Vaccinatie is een belangrijke maatregel om krentenbaard te beheersen. Zwangere vrouwen kunnen vanaf 22 weken zwangerschap worden gevaccineerd tegen krentenbaard. Dit zorgt ervoor dat de moeder en het kind extra beschermd zijn. Ouders van jonge kinderen moeten ervoor zorgen dat hun kinderen op de hoogte zijn van de krentenbaardvaccinatie, die onderdeel is van het kinderbeschermingsplan.
Bij verdenking van krentenbaard kan ook een medische behandeling worden overwogen. Dit helpt om de ziekte sneller te genezen en de verspreiding te beperken. Ouders en opvangers moeten samenwerken om te zorgen dat kinderen zo snel mogelijk genezen en niet langer besmettelijk zijn.
Krentenbaard is een besmettelijke aandoening die in de kinderopvang regelmatig voorkomt. Het is belangrijk om dit ziektebeeld goed te begrijpen en te weten hoe het zich verspreidt. Hygiënebeleidsmaatregelen, zoals handhygiëne en het vermijden van ziekteverwekkers via oppervlakken, zijn essentieel om de verspreiding te beperken.

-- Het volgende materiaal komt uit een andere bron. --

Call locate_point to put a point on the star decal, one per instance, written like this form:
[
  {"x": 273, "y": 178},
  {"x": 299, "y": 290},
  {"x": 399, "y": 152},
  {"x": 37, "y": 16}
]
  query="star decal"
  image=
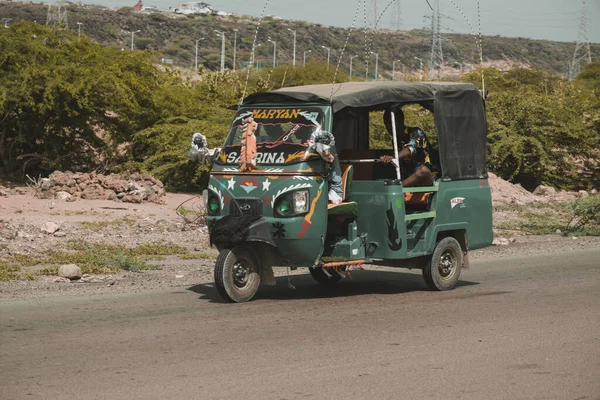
[{"x": 266, "y": 184}]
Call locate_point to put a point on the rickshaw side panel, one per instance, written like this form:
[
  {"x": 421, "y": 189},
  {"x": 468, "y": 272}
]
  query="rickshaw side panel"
[
  {"x": 381, "y": 216},
  {"x": 463, "y": 206}
]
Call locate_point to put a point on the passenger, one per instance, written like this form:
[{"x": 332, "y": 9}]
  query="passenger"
[{"x": 414, "y": 146}]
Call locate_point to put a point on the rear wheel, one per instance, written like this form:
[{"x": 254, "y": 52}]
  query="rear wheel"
[
  {"x": 237, "y": 274},
  {"x": 443, "y": 269},
  {"x": 320, "y": 276}
]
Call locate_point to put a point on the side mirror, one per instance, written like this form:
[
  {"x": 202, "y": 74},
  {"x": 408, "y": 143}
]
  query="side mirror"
[{"x": 199, "y": 151}]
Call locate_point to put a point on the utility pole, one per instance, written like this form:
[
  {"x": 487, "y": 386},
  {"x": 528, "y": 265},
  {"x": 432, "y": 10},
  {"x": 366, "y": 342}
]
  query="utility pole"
[
  {"x": 328, "y": 54},
  {"x": 234, "y": 46},
  {"x": 436, "y": 60},
  {"x": 376, "y": 64},
  {"x": 252, "y": 58},
  {"x": 294, "y": 56},
  {"x": 396, "y": 16},
  {"x": 133, "y": 33},
  {"x": 196, "y": 55},
  {"x": 394, "y": 69},
  {"x": 582, "y": 54},
  {"x": 57, "y": 15},
  {"x": 420, "y": 68},
  {"x": 222, "y": 34},
  {"x": 274, "y": 51},
  {"x": 373, "y": 12},
  {"x": 304, "y": 61},
  {"x": 351, "y": 58}
]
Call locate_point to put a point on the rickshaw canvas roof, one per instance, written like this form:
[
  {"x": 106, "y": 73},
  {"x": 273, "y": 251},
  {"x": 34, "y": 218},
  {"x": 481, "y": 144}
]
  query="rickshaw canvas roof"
[
  {"x": 361, "y": 94},
  {"x": 458, "y": 109}
]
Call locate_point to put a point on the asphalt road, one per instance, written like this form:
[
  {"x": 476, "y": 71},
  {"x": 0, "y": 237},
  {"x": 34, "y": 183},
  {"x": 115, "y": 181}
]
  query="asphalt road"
[{"x": 515, "y": 328}]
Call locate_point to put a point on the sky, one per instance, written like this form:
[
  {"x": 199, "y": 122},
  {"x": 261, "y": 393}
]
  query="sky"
[{"x": 537, "y": 19}]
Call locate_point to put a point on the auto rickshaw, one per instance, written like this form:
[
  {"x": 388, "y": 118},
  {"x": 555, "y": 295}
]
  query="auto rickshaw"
[{"x": 267, "y": 196}]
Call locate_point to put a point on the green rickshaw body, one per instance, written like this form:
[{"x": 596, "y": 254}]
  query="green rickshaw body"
[
  {"x": 297, "y": 239},
  {"x": 383, "y": 227},
  {"x": 394, "y": 234}
]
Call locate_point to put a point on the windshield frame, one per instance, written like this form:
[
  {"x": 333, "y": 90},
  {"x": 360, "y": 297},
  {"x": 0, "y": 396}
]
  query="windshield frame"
[{"x": 285, "y": 152}]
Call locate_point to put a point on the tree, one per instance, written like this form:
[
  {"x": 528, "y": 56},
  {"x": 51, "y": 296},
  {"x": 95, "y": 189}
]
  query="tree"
[{"x": 68, "y": 103}]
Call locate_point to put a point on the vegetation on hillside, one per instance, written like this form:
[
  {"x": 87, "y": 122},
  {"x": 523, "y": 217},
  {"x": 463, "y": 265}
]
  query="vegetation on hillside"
[
  {"x": 69, "y": 103},
  {"x": 174, "y": 36}
]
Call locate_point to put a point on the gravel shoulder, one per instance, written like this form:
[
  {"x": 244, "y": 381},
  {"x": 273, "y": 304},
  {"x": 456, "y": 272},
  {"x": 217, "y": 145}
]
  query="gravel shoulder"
[{"x": 104, "y": 222}]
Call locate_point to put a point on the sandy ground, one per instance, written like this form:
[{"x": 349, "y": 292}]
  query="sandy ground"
[{"x": 22, "y": 217}]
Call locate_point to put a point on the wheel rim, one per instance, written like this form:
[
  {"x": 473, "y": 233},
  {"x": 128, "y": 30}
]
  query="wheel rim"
[
  {"x": 241, "y": 273},
  {"x": 447, "y": 265}
]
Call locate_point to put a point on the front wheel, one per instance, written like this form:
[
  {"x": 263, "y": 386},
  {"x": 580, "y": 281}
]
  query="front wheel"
[
  {"x": 237, "y": 274},
  {"x": 443, "y": 269}
]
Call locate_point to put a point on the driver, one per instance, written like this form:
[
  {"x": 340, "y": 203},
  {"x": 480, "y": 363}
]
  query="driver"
[{"x": 414, "y": 147}]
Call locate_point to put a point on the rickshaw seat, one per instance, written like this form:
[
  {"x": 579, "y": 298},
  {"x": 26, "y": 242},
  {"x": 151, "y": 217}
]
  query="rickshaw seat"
[
  {"x": 417, "y": 198},
  {"x": 346, "y": 207}
]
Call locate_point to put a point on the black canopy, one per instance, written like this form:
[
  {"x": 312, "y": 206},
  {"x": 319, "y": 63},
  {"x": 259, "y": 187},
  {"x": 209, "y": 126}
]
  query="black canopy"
[{"x": 458, "y": 108}]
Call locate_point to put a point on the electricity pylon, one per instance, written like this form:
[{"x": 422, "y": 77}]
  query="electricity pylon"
[
  {"x": 436, "y": 60},
  {"x": 582, "y": 54},
  {"x": 57, "y": 15}
]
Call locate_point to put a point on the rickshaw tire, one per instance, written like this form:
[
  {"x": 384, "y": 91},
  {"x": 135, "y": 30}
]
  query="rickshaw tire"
[
  {"x": 224, "y": 270},
  {"x": 322, "y": 278},
  {"x": 433, "y": 272}
]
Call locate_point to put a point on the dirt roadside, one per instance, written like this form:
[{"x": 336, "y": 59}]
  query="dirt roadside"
[{"x": 24, "y": 219}]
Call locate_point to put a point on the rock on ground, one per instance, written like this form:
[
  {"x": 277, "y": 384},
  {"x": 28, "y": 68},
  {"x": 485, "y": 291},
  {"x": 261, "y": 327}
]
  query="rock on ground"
[
  {"x": 71, "y": 271},
  {"x": 50, "y": 227}
]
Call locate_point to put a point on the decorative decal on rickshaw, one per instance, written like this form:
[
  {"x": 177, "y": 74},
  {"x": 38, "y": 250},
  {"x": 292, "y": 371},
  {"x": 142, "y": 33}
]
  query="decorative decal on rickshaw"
[
  {"x": 399, "y": 203},
  {"x": 299, "y": 155},
  {"x": 457, "y": 201},
  {"x": 278, "y": 230},
  {"x": 249, "y": 184},
  {"x": 307, "y": 220},
  {"x": 274, "y": 113},
  {"x": 394, "y": 240},
  {"x": 266, "y": 184},
  {"x": 248, "y": 148},
  {"x": 289, "y": 188},
  {"x": 230, "y": 184},
  {"x": 219, "y": 195}
]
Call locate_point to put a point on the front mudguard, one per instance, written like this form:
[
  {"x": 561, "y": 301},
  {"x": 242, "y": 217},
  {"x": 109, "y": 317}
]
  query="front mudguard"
[
  {"x": 233, "y": 230},
  {"x": 255, "y": 233}
]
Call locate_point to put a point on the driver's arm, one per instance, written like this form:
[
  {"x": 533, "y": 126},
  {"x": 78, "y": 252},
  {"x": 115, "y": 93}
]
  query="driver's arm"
[{"x": 403, "y": 154}]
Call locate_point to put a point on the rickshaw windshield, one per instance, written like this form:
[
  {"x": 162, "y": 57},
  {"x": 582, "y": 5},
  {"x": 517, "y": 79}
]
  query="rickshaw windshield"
[{"x": 277, "y": 126}]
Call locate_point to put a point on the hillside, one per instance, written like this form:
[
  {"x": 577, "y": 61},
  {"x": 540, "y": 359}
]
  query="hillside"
[{"x": 173, "y": 37}]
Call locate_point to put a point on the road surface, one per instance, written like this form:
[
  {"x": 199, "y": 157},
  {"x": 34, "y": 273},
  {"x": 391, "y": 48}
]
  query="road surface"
[{"x": 515, "y": 328}]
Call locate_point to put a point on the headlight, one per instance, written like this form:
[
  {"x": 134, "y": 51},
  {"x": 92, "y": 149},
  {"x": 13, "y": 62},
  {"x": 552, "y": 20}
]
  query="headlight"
[
  {"x": 213, "y": 205},
  {"x": 292, "y": 203}
]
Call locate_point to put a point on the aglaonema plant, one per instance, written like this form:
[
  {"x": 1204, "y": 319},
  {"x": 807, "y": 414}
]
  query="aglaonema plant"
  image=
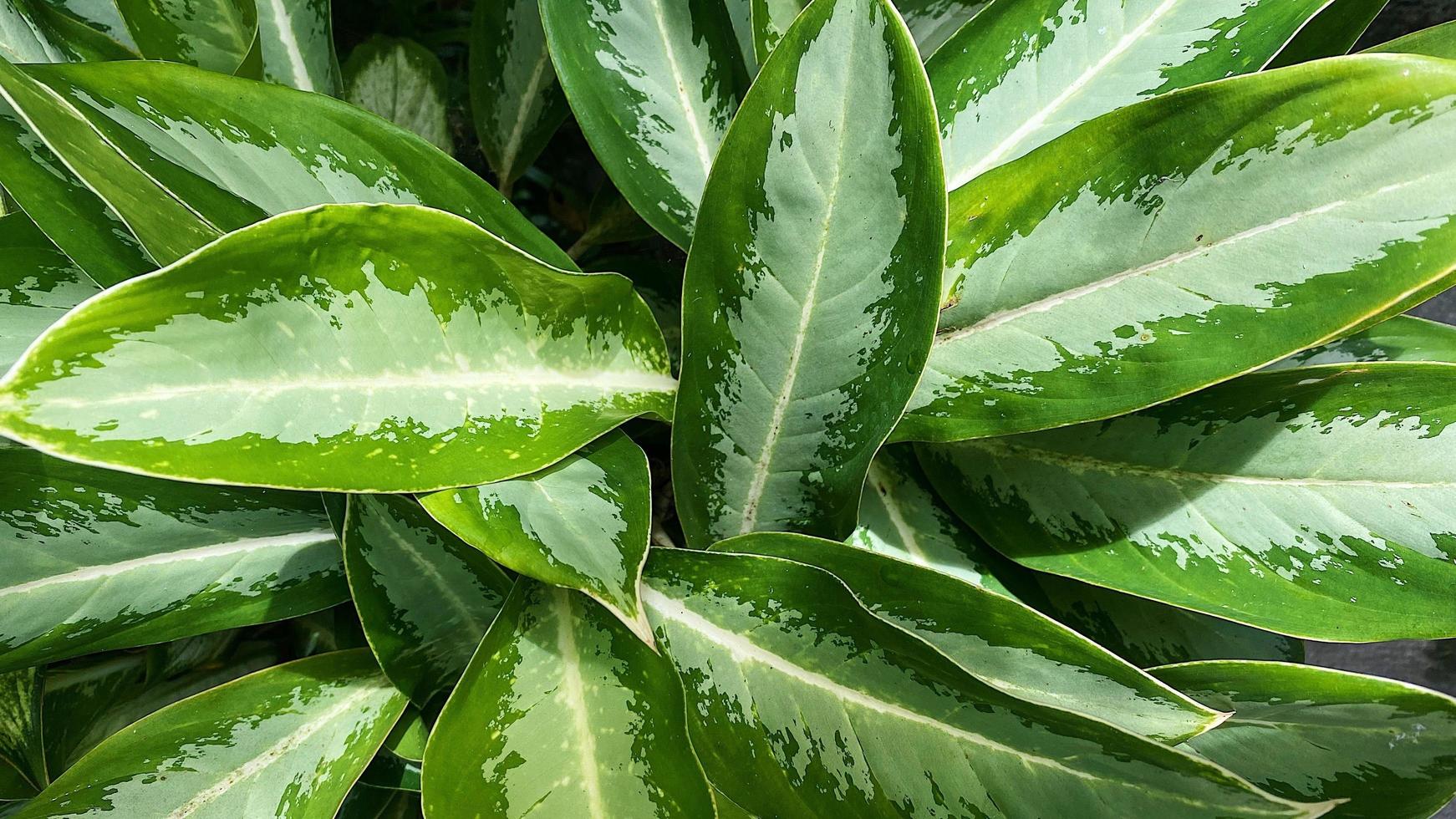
[{"x": 934, "y": 410}]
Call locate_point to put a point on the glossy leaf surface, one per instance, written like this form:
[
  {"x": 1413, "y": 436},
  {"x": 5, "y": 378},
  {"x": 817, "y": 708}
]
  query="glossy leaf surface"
[
  {"x": 221, "y": 153},
  {"x": 1436, "y": 41},
  {"x": 564, "y": 712},
  {"x": 424, "y": 597},
  {"x": 801, "y": 703},
  {"x": 1311, "y": 502},
  {"x": 1265, "y": 227},
  {"x": 580, "y": 524},
  {"x": 1303, "y": 732},
  {"x": 808, "y": 294},
  {"x": 654, "y": 84},
  {"x": 298, "y": 44},
  {"x": 902, "y": 518},
  {"x": 98, "y": 559},
  {"x": 999, "y": 640},
  {"x": 418, "y": 353},
  {"x": 282, "y": 742},
  {"x": 1403, "y": 338},
  {"x": 38, "y": 284},
  {"x": 402, "y": 82},
  {"x": 514, "y": 95},
  {"x": 1024, "y": 73}
]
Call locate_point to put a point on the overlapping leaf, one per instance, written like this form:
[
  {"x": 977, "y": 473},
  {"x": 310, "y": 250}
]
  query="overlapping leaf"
[
  {"x": 564, "y": 712},
  {"x": 653, "y": 84},
  {"x": 808, "y": 303},
  {"x": 1303, "y": 732},
  {"x": 801, "y": 703},
  {"x": 1000, "y": 642},
  {"x": 424, "y": 597},
  {"x": 186, "y": 156},
  {"x": 418, "y": 353},
  {"x": 1311, "y": 502},
  {"x": 1024, "y": 73},
  {"x": 288, "y": 740},
  {"x": 99, "y": 559},
  {"x": 581, "y": 524},
  {"x": 1191, "y": 237}
]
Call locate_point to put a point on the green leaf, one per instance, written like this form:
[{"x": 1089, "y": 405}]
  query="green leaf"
[
  {"x": 1311, "y": 502},
  {"x": 418, "y": 353},
  {"x": 564, "y": 712},
  {"x": 220, "y": 153},
  {"x": 996, "y": 639},
  {"x": 801, "y": 703},
  {"x": 99, "y": 561},
  {"x": 402, "y": 82},
  {"x": 298, "y": 44},
  {"x": 38, "y": 284},
  {"x": 288, "y": 740},
  {"x": 581, "y": 524},
  {"x": 76, "y": 220},
  {"x": 89, "y": 701},
  {"x": 1258, "y": 226},
  {"x": 1021, "y": 74},
  {"x": 424, "y": 597},
  {"x": 902, "y": 518},
  {"x": 654, "y": 84},
  {"x": 23, "y": 745},
  {"x": 808, "y": 292},
  {"x": 932, "y": 22},
  {"x": 1302, "y": 732},
  {"x": 1403, "y": 338},
  {"x": 1436, "y": 41},
  {"x": 1332, "y": 33},
  {"x": 514, "y": 95}
]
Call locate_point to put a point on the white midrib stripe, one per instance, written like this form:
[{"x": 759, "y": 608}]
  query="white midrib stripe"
[
  {"x": 575, "y": 699},
  {"x": 1056, "y": 300},
  {"x": 705, "y": 155},
  {"x": 745, "y": 650},
  {"x": 369, "y": 384},
  {"x": 163, "y": 559},
  {"x": 791, "y": 374},
  {"x": 272, "y": 754},
  {"x": 1189, "y": 476},
  {"x": 1037, "y": 120},
  {"x": 290, "y": 44}
]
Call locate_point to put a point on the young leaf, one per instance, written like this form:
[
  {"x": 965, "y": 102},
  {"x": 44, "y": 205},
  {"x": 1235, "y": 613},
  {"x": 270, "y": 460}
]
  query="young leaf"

Ouders en medewerkers moeten samenwerken om ziekten zoals krentenbaard snel te herkennen en de juiste maatregelen te nemen. De GGD en RIVM bieden ondersteuning en richtlijnen om de verspreiding van infectieziekten te beheersen. Door goed te informeren en te handelen, kan de gezondheid van kinderen in de opvang worden beschermd.